Parsl / parsl

Parsl - a Python parallel scripting library

Home Page:http://parsl-project.org

Geek Repo:Geek Repo

Github PK Tool:Github PK Tool

Example using kubernetes provider?

jkitchin opened this issue · comments

I am trying to get a Kubernetes provider to work with parsl.

I have a working kubernetes cluster, with kubectl setup. I can setup pods with kubectl, and open shells in them. Based on https://parsl.readthedocs.io/en/stable/stubs/parsl.providers.KubernetesProvider.html, I have set this up:

import parsl
from parsl import python_app
from parsl.config import Config
from parsl.providers import KubernetesProvider
from parsl.executors import HighThroughputExecutor

config = Config(
    executors=[
        HighThroughputExecutor(
            label='PM_HTEX_multinode',
            cores_per_worker=2,
            provider=KubernetesProvider(
                image='jkitchin/pycse',
                namespace='jkitchin',
                pod_name='jk-',
                user_id='1000',
                group_id='100'
            ),
        )
    ]
)

# load the Parsl config
parsl.load(config)


@python_app
def exc():
    import socket
    return socket.gethostname()

exc().result()

It does run, and it tries to create a pod, but the pod fails, and the logs indicate:



Traceback (most recent call last):
--
Tue, Oct 17 2023 2:09:37 pm | File "/opt/conda/bin/process_worker_pool.py", line 687, in <module>
Tue, Oct 17 2023 2:09:37 pm | os.makedirs(os.path.join(args.logdir, "block-{}".format(args.block_id), args.uid), exist_ok=True)
Tue, Oct 17 2023 2:09:37 pm | File "/opt/conda/lib/python3.9/os.py", line 215, in makedirs
Tue, Oct 17 2023 2:09:37 pm | makedirs(head, exist_ok=exist_ok)
Tue, Oct 17 2023 2:09:37 pm | File "/opt/conda/lib/python3.9/os.py", line 215, in makedirs
Tue, Oct 17 2023 2:09:37 pm | makedirs(head, exist_ok=exist_ok)
Tue, Oct 17 2023 2:09:37 pm | File "/opt/conda/lib/python3.9/os.py", line 215, in makedirs
Tue, Oct 17 2023 2:09:37 pm | makedirs(head, exist_ok=exist_ok)
Tue, Oct 17 2023 2:09:37 pm | [Previous line repeated 7 more times]
Tue, Oct 17 2023 2:09:37 pm | File "/opt/conda/lib/python3.9/os.py", line 225, in makedirs
Tue, Oct 17 2023 2:09:37 pm | mkdir(name, mode)
Tue, Oct 17 2023 2:09:37 pm | PermissionError: [Errno 13] Permission denied: '/Users'
Tue, Oct 17 2023 2:09:37 pm | /bin/bash: -c: line 4: syntax error near unexpected token `;'
Tue, Oct 17 2023 2:09:37 pm | /bin/bash: -c: line 4: `;'

I can see there is a permission error related to making a directory /Users. I don't see anywhere obvious to change this.
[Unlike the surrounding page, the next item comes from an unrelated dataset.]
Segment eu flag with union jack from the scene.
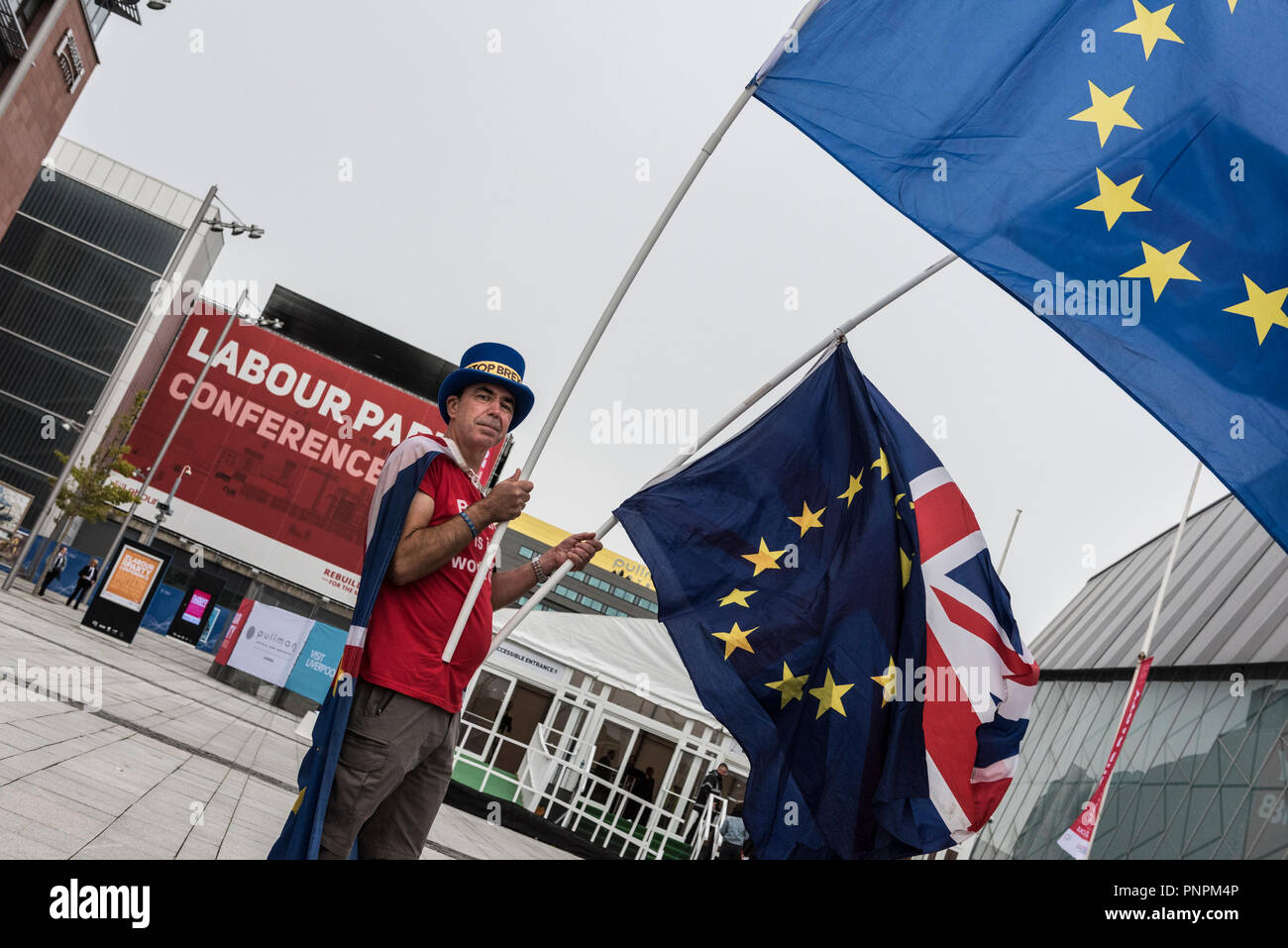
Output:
[756,0,1288,549]
[615,344,1038,858]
Are there any examples of using Kubernetes with parsl somewhere? (I looked, but did not find anything).

addendum:

Digging in to the yaml for the pod, I see this, which seems like something isn't right. the logdir is a local directory on my machine, but the kubernetes cluster where the pod is created is a remote cluster, so that logdir won't exist there.

  process_worker_pool.py   -a Johns-iMac-4.local,128.2.149.108,172.31.61.78 -p 0 -c 2 -m None --poll 10 --task_port=54918 --result_port=54542 --logdir=/Users/jkitchin/example/runinfo/034/PM_HTEX_multinode --block_id=2 --hb_period=30  --hb_threshold=120 --cpu-affinity none --available-accelerators  --start-method spawn

I guess this means something is not setup right in here.

update 2:
It does work if I run it in a pod on the kubernetes cluster. Although it seems to create 4 pods, and they don't close when the job is done. It seems like they should.
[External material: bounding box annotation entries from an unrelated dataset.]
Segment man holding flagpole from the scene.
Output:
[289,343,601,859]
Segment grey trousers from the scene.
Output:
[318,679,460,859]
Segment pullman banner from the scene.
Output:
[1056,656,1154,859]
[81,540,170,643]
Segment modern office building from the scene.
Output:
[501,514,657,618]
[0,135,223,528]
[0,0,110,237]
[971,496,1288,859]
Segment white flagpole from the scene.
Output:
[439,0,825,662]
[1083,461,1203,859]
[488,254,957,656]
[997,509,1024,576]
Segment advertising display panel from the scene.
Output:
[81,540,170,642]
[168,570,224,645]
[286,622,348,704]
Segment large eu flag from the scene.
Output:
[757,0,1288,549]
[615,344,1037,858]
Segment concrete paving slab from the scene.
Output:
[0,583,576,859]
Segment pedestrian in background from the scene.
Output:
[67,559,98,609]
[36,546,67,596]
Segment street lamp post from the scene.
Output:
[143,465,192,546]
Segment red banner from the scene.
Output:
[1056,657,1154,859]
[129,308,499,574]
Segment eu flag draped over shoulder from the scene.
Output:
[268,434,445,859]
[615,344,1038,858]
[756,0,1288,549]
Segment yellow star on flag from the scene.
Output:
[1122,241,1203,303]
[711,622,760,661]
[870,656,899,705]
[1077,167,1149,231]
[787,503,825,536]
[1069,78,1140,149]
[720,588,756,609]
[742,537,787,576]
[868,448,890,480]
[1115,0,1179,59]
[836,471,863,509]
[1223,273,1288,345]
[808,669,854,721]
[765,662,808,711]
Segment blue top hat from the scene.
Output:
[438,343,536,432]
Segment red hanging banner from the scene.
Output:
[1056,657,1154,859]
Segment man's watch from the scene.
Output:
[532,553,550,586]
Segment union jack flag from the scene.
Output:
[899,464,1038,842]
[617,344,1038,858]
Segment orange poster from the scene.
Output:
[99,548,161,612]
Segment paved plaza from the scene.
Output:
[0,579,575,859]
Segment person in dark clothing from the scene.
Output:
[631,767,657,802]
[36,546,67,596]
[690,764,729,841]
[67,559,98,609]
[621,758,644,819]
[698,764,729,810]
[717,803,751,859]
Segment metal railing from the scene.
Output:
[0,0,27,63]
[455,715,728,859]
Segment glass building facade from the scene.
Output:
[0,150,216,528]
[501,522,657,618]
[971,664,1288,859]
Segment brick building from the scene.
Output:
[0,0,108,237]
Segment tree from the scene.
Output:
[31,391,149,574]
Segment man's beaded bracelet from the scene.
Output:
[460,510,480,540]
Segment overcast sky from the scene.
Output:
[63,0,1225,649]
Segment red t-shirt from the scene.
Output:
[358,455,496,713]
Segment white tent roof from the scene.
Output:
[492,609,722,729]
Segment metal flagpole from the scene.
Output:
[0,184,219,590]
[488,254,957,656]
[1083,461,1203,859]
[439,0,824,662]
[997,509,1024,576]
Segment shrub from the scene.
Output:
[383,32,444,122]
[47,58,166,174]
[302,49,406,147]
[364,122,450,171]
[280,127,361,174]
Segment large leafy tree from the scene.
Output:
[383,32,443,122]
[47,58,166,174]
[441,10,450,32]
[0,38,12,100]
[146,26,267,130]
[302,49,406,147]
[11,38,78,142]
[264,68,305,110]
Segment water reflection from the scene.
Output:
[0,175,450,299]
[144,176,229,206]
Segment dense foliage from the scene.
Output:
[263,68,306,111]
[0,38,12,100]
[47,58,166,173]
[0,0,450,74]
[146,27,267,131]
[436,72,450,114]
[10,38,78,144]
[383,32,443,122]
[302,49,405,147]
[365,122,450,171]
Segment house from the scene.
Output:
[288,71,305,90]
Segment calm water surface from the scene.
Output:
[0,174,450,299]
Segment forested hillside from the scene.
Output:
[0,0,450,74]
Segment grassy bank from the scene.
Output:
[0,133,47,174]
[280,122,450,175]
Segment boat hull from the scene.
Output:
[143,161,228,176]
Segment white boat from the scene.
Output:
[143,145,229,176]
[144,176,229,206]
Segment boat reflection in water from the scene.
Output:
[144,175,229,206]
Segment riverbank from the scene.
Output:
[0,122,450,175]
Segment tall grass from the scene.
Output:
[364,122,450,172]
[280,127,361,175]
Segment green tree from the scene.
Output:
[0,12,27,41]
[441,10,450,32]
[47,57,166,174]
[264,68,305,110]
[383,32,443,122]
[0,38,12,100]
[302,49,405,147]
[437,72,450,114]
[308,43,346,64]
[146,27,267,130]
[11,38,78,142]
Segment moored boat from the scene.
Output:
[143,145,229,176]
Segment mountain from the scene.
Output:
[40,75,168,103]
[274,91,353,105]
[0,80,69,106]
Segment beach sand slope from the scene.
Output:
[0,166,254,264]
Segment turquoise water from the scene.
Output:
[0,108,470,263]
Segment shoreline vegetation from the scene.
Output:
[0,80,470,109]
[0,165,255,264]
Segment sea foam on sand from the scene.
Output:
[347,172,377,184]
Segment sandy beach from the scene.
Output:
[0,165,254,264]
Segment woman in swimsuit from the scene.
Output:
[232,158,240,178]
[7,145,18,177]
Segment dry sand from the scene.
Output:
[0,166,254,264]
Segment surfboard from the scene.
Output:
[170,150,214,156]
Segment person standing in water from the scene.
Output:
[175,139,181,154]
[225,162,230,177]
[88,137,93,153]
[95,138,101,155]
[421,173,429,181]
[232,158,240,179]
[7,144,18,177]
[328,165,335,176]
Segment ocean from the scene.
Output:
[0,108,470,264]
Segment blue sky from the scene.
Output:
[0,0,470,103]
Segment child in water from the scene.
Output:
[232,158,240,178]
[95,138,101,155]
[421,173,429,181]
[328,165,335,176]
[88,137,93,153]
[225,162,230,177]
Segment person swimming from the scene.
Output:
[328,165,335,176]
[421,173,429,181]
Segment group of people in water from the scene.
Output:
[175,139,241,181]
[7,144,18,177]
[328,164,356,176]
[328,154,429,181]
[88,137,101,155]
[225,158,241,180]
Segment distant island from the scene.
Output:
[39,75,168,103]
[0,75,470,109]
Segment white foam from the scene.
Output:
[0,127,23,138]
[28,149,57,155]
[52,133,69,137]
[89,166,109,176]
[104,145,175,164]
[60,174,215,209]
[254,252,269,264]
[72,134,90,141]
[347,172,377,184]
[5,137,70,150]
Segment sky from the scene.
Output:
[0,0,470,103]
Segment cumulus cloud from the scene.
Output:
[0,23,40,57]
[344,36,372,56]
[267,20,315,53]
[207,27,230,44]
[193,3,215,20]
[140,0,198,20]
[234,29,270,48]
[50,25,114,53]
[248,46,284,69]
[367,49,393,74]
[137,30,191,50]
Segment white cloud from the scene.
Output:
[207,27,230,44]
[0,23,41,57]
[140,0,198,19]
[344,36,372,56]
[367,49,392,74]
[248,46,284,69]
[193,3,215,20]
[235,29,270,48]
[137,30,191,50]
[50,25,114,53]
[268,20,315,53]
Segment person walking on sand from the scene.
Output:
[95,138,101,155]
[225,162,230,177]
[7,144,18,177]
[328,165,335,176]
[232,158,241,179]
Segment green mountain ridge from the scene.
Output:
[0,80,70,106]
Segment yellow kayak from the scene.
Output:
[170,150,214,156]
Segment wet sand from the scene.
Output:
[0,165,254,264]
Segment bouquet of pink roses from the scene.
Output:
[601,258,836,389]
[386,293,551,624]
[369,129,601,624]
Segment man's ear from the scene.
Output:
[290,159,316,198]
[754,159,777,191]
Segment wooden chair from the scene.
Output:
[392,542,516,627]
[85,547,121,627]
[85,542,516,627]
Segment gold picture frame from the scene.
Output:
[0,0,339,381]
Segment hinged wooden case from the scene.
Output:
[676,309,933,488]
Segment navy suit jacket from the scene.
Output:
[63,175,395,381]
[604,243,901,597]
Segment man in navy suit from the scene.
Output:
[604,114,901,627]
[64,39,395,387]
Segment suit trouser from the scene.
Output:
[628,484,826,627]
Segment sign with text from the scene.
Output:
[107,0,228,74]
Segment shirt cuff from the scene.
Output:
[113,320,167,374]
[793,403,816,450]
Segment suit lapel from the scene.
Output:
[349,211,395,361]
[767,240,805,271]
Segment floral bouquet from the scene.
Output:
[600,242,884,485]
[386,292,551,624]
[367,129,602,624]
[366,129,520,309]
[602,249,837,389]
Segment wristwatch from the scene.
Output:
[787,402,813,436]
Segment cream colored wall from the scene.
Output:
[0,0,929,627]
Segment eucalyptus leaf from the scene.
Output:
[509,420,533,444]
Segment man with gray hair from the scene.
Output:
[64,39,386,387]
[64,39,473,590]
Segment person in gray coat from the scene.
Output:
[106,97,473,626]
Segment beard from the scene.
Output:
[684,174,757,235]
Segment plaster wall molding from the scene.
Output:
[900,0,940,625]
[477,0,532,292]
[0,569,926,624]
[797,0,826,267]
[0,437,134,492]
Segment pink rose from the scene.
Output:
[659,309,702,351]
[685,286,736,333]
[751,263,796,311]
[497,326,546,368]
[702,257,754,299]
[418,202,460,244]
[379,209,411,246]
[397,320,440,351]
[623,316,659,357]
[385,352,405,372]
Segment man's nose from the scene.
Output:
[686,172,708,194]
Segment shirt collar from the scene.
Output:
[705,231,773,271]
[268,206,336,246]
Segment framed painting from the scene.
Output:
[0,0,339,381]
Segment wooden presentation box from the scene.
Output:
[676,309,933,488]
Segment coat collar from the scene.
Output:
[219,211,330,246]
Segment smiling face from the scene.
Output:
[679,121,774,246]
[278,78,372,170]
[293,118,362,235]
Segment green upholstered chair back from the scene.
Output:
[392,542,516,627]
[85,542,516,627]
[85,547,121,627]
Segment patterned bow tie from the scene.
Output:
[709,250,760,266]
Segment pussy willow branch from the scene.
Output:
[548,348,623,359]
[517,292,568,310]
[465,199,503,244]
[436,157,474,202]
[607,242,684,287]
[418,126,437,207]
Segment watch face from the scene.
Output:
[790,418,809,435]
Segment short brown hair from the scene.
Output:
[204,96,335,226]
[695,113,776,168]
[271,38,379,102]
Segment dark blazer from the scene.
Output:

Is there a way to make it work remotely?

I have made a smidge of progress getting this to work.

Some prerequisites that weren't obvious:

  1. The Python and parsl versions have to be the same on the local and remote machines.
  2. You have to set a worker_logdir_root in the executor for the remote path.
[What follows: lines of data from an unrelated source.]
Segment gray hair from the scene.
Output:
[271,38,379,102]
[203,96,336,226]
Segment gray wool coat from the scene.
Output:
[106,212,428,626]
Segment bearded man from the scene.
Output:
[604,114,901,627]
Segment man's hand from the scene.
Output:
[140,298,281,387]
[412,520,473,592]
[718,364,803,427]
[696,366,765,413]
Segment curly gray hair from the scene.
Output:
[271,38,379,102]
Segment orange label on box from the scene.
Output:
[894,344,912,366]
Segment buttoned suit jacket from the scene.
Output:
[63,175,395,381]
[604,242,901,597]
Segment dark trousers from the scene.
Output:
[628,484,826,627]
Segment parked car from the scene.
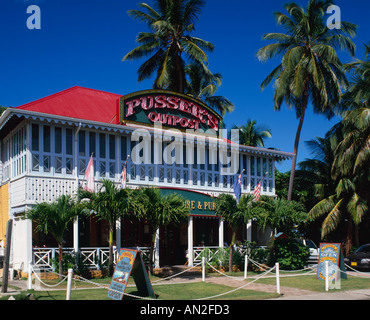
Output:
[297,239,320,265]
[344,243,370,271]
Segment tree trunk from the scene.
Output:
[148,227,158,275]
[229,231,236,272]
[58,243,63,280]
[288,95,308,201]
[108,227,113,277]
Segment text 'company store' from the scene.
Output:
[0,87,292,271]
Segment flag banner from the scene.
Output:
[121,165,127,189]
[234,170,244,201]
[84,156,95,192]
[107,249,156,300]
[121,155,130,189]
[253,182,261,201]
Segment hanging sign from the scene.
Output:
[120,90,222,132]
[108,249,155,300]
[160,187,217,217]
[317,243,347,281]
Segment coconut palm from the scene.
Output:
[122,0,214,93]
[185,62,235,116]
[216,193,254,272]
[257,0,357,200]
[231,119,272,147]
[135,188,189,274]
[309,48,370,253]
[24,195,84,277]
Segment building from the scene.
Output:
[0,87,292,270]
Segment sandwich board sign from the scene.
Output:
[108,249,155,300]
[317,243,347,281]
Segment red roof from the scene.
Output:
[17,86,122,124]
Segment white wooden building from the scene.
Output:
[0,87,292,271]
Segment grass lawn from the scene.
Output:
[5,282,278,300]
[254,275,370,292]
[2,273,370,300]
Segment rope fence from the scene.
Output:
[28,255,370,300]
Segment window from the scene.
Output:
[44,156,50,172]
[121,137,127,162]
[109,134,116,160]
[44,126,50,153]
[99,133,105,159]
[89,132,96,157]
[78,131,86,156]
[55,127,62,153]
[32,124,40,151]
[66,129,73,155]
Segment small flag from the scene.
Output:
[84,155,95,192]
[121,165,127,189]
[121,155,130,189]
[234,170,244,201]
[253,181,261,201]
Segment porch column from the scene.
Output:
[73,217,79,252]
[154,228,160,268]
[247,220,252,242]
[218,218,224,248]
[188,216,194,267]
[116,219,121,252]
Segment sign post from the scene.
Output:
[317,243,347,281]
[108,249,155,300]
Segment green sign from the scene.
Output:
[120,90,222,132]
[160,188,216,217]
[107,249,155,300]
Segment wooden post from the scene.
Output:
[202,257,206,282]
[1,219,13,293]
[275,262,280,294]
[66,269,73,300]
[244,254,248,279]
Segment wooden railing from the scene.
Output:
[32,247,150,270]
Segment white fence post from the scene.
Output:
[28,260,32,290]
[202,257,206,282]
[244,254,248,279]
[66,269,73,300]
[325,260,329,291]
[275,262,280,294]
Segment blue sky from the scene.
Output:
[0,0,370,172]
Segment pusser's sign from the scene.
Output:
[120,90,222,132]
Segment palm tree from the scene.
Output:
[216,193,254,272]
[231,119,272,147]
[24,195,84,277]
[257,0,357,200]
[83,179,136,275]
[309,46,370,253]
[122,0,214,93]
[135,188,189,274]
[185,62,235,117]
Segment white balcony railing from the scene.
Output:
[33,247,150,270]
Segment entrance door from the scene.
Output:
[159,224,188,267]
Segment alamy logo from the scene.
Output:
[27,5,41,30]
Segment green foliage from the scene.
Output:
[257,197,307,236]
[269,238,310,270]
[122,0,214,93]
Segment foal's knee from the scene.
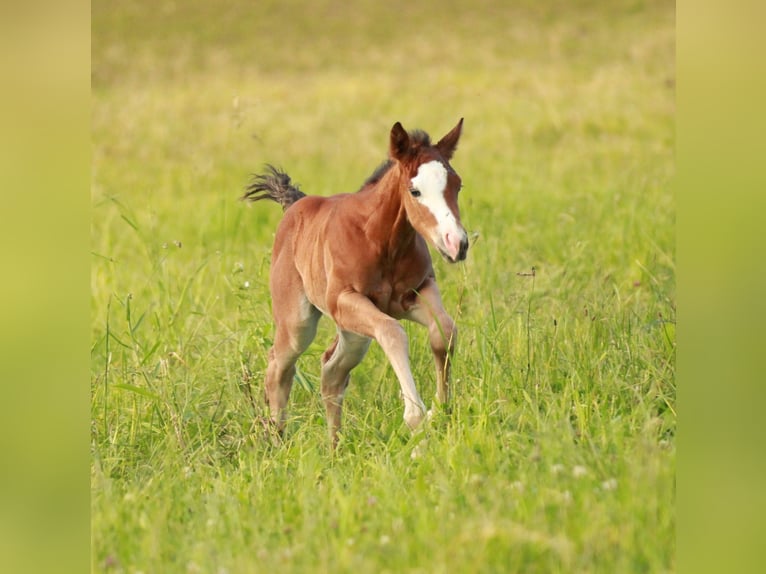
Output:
[429,315,457,355]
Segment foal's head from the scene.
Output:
[390,119,468,263]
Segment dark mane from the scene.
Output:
[362,130,431,189]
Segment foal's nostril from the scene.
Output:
[457,237,468,261]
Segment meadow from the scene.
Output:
[91,0,677,573]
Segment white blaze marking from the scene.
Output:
[412,160,455,227]
[411,160,465,255]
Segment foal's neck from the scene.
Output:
[369,166,417,259]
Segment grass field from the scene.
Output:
[91,0,677,573]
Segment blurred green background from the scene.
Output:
[90,1,676,572]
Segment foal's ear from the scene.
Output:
[436,118,463,160]
[389,122,410,160]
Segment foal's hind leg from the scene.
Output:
[264,286,321,433]
[322,329,370,446]
[406,279,457,404]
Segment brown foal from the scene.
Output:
[243,119,468,445]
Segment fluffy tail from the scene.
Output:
[240,164,306,211]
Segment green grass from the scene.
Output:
[91,0,677,573]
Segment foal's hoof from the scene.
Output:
[404,411,426,430]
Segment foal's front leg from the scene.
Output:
[406,279,457,405]
[332,292,426,429]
Here is a minimally working example for me.

import parsl
from parsl import python_app
from parsl.config import Config
from parsl.providers import KubernetesProvider
from parsl.executors import HighThroughputExecutor

import logging
logging.captureWarnings(True)

config = Config(
    executors=[
        HighThroughputExecutor(
            label='HTE',
            cores_per_worker=2,            
            worker_logdir_root='/home/jovyan/logs/',
            provider=KubernetesProvider(
                image='jkitchin/pycse',
                pod_name='jrk-',
                # this does not work
                #                persistent_volumes=[('shared-scratch', '/home/jovyan/shared-scratch/')]
            ),
        )
    ]
)

# load the Parsl config
parsl.load(config)


@python_app
def exc():
    import os, socket
    return socket.gethostname()

print('done', exc().result())

I can't get persistent volumes to work, I see messages that indicate the name can't be found (30 persistentvolumeclaim "shared-scratch" not found.) This is a volume that I mount in other pods though.

Also for some reason, this makes 4 pods. When nothing goes wrong, one of them terminates (the one that returns from the app), but the other 3 are left running. Every so often, the ones left running seem to error and restart.